European shares edge higher on encouraging earnings

Last Updated: Thu, Oct 31, 2013 12:40 hrs

* FTSEurofirst 300 index gains 0.3 percent

* Autos, financial gain on encouraging earnings

* Royal Dutch Shell drops after results

By Atul Prakash

LONDON, Oct 31 (Reuters) - European shares edged higher to trade near a five-year high by midday trading on Thursday, with automobile and financial sectors advancing after some encouraging company results.

The European automobile index climbed 1.5 percent, the top sectoral gainer, led by a 5.8 percent jump in Finnish tyre maker Nokian Renkaat after it reported better-than predicted operating profit.

The market also got support from a 1.2 percent gain in the banking sector, with Spain's Banco Popular rising 6.9 percent after posting better than expected nine-month earnings thanks to trading and capital gains.

Earnings results were mixed on Thursday, with oil major Royal Dutch Shell's third quarter profits undershooting analysts' forecasts and pushing its shares 4.5 percent lower.

"The earnings that are coming through are weak but stable. The broader environment is much more supportive of equity prices," said Oliver Wallin, investment director at Octopus Investments.

"The amount of liquidity in the markets and the capacity in Europe and Japan to inject further is generally positive for the market."

At 1226 GMT, the pan-European FTSEurofirst 300 index was up 0.3 percent at 1,291.43 points after climbing to a five-year high in the previous session.
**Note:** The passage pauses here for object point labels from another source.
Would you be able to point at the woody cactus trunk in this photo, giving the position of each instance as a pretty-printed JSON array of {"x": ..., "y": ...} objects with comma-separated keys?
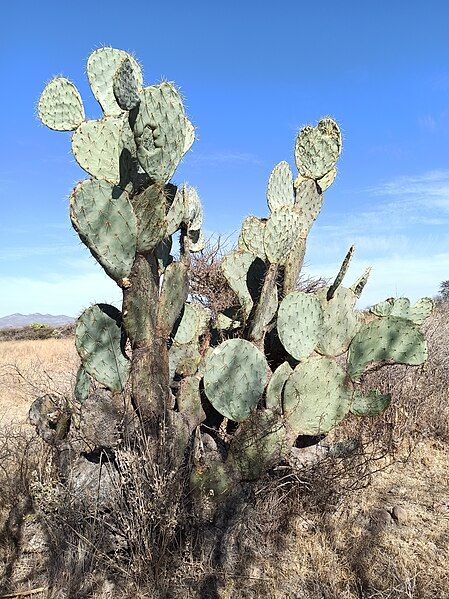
[{"x": 280, "y": 364}]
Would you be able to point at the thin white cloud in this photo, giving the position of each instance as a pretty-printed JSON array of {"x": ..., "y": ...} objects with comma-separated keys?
[
  {"x": 57, "y": 294},
  {"x": 221, "y": 158}
]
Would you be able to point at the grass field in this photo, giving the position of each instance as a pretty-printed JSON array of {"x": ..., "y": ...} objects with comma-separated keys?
[
  {"x": 386, "y": 539},
  {"x": 31, "y": 368}
]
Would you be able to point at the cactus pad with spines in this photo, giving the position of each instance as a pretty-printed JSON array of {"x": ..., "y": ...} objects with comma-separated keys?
[
  {"x": 60, "y": 106},
  {"x": 281, "y": 233},
  {"x": 149, "y": 207},
  {"x": 326, "y": 181},
  {"x": 340, "y": 321},
  {"x": 317, "y": 396},
  {"x": 300, "y": 323},
  {"x": 160, "y": 131},
  {"x": 193, "y": 324},
  {"x": 104, "y": 148},
  {"x": 235, "y": 374},
  {"x": 273, "y": 397},
  {"x": 309, "y": 200},
  {"x": 388, "y": 339},
  {"x": 100, "y": 343},
  {"x": 104, "y": 219},
  {"x": 102, "y": 65},
  {"x": 318, "y": 148},
  {"x": 126, "y": 87},
  {"x": 280, "y": 186}
]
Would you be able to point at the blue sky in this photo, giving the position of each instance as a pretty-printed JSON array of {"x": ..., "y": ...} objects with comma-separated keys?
[{"x": 252, "y": 74}]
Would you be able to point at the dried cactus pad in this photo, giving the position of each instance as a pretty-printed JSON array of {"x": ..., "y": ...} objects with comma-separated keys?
[
  {"x": 104, "y": 148},
  {"x": 317, "y": 396},
  {"x": 235, "y": 374},
  {"x": 390, "y": 338},
  {"x": 126, "y": 87},
  {"x": 252, "y": 235},
  {"x": 103, "y": 217},
  {"x": 300, "y": 323},
  {"x": 280, "y": 186},
  {"x": 100, "y": 340},
  {"x": 318, "y": 148},
  {"x": 371, "y": 404},
  {"x": 60, "y": 106},
  {"x": 102, "y": 65},
  {"x": 160, "y": 131}
]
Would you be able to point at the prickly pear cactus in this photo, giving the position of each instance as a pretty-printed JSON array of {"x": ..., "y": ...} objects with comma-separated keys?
[{"x": 280, "y": 364}]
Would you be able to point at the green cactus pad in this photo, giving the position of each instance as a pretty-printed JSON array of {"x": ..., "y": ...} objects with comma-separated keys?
[
  {"x": 173, "y": 295},
  {"x": 300, "y": 323},
  {"x": 273, "y": 399},
  {"x": 160, "y": 131},
  {"x": 193, "y": 324},
  {"x": 252, "y": 236},
  {"x": 188, "y": 400},
  {"x": 421, "y": 310},
  {"x": 340, "y": 321},
  {"x": 126, "y": 87},
  {"x": 82, "y": 385},
  {"x": 103, "y": 217},
  {"x": 149, "y": 207},
  {"x": 401, "y": 307},
  {"x": 391, "y": 338},
  {"x": 309, "y": 201},
  {"x": 317, "y": 396},
  {"x": 176, "y": 213},
  {"x": 318, "y": 148},
  {"x": 100, "y": 343},
  {"x": 60, "y": 106},
  {"x": 234, "y": 378},
  {"x": 359, "y": 285},
  {"x": 104, "y": 148},
  {"x": 235, "y": 267},
  {"x": 102, "y": 66},
  {"x": 382, "y": 308},
  {"x": 281, "y": 233},
  {"x": 326, "y": 181},
  {"x": 371, "y": 404},
  {"x": 190, "y": 135},
  {"x": 280, "y": 186}
]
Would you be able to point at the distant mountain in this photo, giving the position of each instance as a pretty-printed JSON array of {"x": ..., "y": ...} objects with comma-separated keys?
[{"x": 15, "y": 321}]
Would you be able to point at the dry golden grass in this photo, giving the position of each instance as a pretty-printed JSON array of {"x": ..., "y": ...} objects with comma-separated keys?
[
  {"x": 345, "y": 547},
  {"x": 31, "y": 368}
]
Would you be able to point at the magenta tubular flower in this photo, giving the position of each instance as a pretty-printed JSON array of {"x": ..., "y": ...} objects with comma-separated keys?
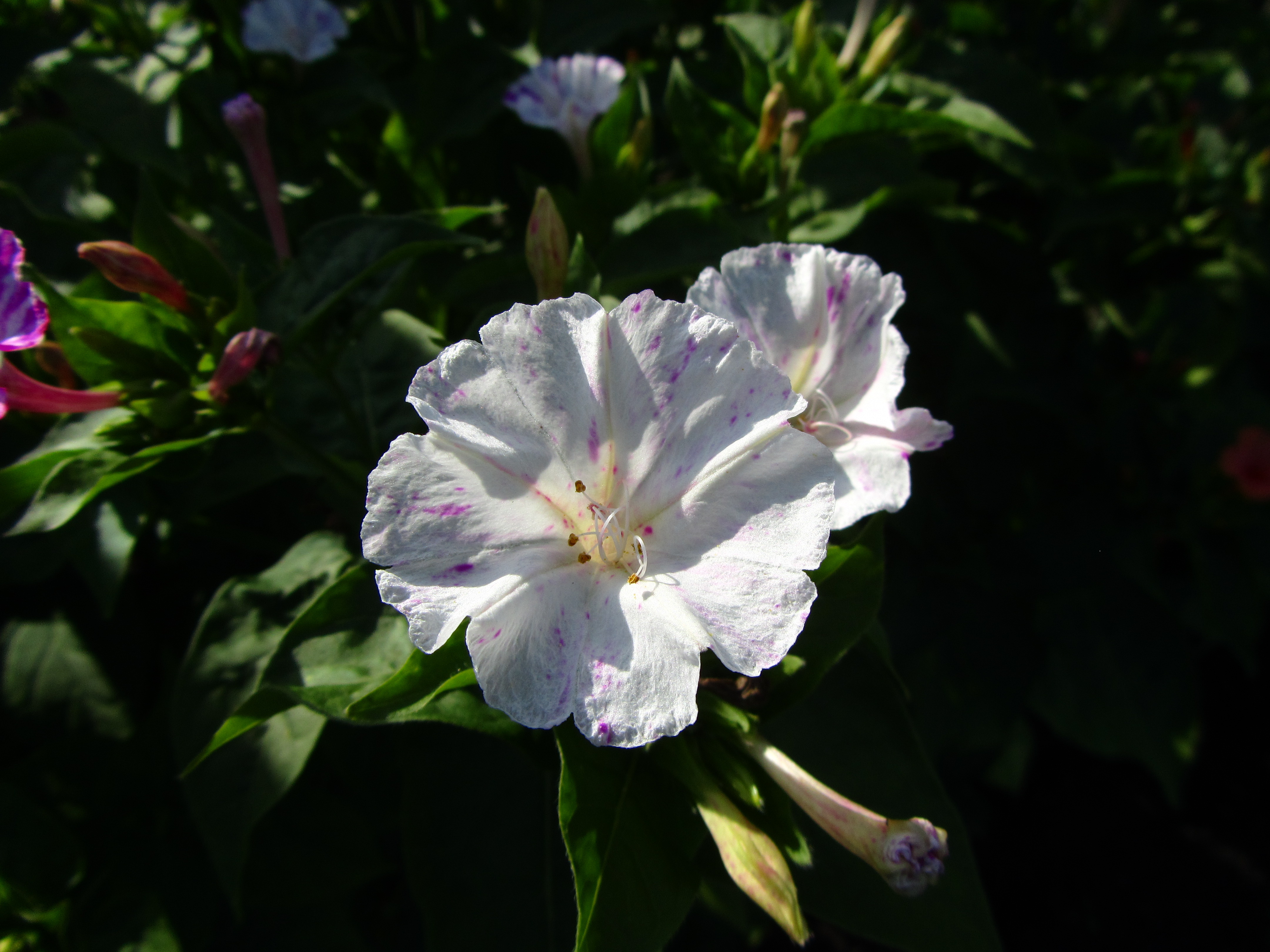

However, the index remained on track to record a second straight month of gains.

However, the oil services firm Technip fell 9 percent, the top decliner on the FTSEeurofirst, after cutting its full-year sales and margin targets for its sub-sea business.

Investors brushed aside concerns that the Federal Reserve's less-dovish-than-expected statement on Wednesday could mean that the U.S. central bank might start trimming its stimulus sooner than foreseen.

The Fed kept its massive stimulus plan intact as the market widely expected, but did not sound as alarmed about the state of the economy as anticipated, removing a reference to tighter financial conditions from its announcement.